Your data should be:
- formatted consistently
- up to date
- processed correctly if unstructured
- notated for missing values
The Fix: Get your data in order, now.
3. You Expect A Miracle
AI isn’t going to repair deep structural problems within your business. If you’re expecting to implement an AI initiative to patch holes in a leaking ship, it’s not going to work.
The truth is that AI won’t replace the value your employees and customers have in your business. AI isn’t a replacement for poor leadership or a terrible workplace culture. If you don’t have the teams in place to implement AI recommendations, your AI initiative isn’t going to go anywhere.
Haphazardly implementing an AI strategy in a last ditch effort to save your company is a project doomed from the start. Without a realistic view of what AI can do and the team to take those insights and form consistent plans of action, you’re only solving a temporary problem.
4. You Aren’t Listening
Many business-AI use cases involve your customer experience. AI can help improve efficiency in your customer journey, but if you aren’t listening to what your customers actually want, it’s not going to help.
For example, you implement AI to make predictions about which customers are most likely to take part in a service, but you miss the biggest factor in what makes your customers walk away, lack of customer service. What your customers really want is to be able to message you about basic questions, but you’ve still got an old fashioned phone and an out of date Yelp page. You aren’t listening.
The Fix: Listen.
5. You Have No Idea What You Want To Improve
So you implement AI for all the things. Again, AI isn’t magical. It’s not a replacement for a good team or a working business strategy. If you don’t have a specific segment of your business to build through AI, you have no ROI measurements in place because you don’t’ know where you want to end up, your AI initiative isn’t going to be effective.

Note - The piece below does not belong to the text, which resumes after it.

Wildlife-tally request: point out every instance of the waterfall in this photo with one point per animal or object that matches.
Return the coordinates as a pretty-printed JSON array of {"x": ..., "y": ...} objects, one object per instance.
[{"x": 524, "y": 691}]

Businesses should have specific measurement strategies in place to know their targeted AI projects are working. Note, targeted. Until you get really clear about what you’re doing and why you’re doing it, you won’t get very far because there’s just too much data.
Big data can be a gaping hole, so you have to know where to focus all that energy before your business is swallowed. The machine can only process the data for you. It can’t lead your business. You’d never hire a person to be your CFO/Data Engineer/Content Marketing Manager/receptionist so why would you expect the machine to do the same?
The Fix: Take a good long look at the scope of your AI initiative and decide if it’s specific and measurable. If it isn’t, refine until it is.
6. Your Project Isn’t Flexible
You may not get your AI project exactly right the first time and that’s the beauty of these deep learning initiatives. If you insist on running the programs over and over even after it’s obvious they aren’t working the way you set out, you’ve got a problem.
The initiatives should be flexible enough to take feedback and shift appropriately. In the age of Agile, iterative initiatives should be the norm. Each stage needs to be measured, evaluated, and then altered based on what the data says and how your business is reacting.
You need to make time for innovation as well. Company cultures that don’t punish failure tend to produce the types of innovations that make difficult (and often expensive) AI initiatives all worth it. If your project is too rigid, innovation doesn’t happen.
The Fix: Treat your AI initiative as an iteration. Consistently check in and make adjustments until it’s providing the ROI you need.
Getting AI Off The Ground
You don’t have to be one of those businesses who fail. You can successfully implement your AI strategy as long as you know where to look, how to measure, and what you’re improving. Above all, valuing your human capital as the driver of AI helps everyone remember why AI is here in the first place: To provide backup to humans so that humans can get back to what we do best, problem solve, build relationships, and innovate.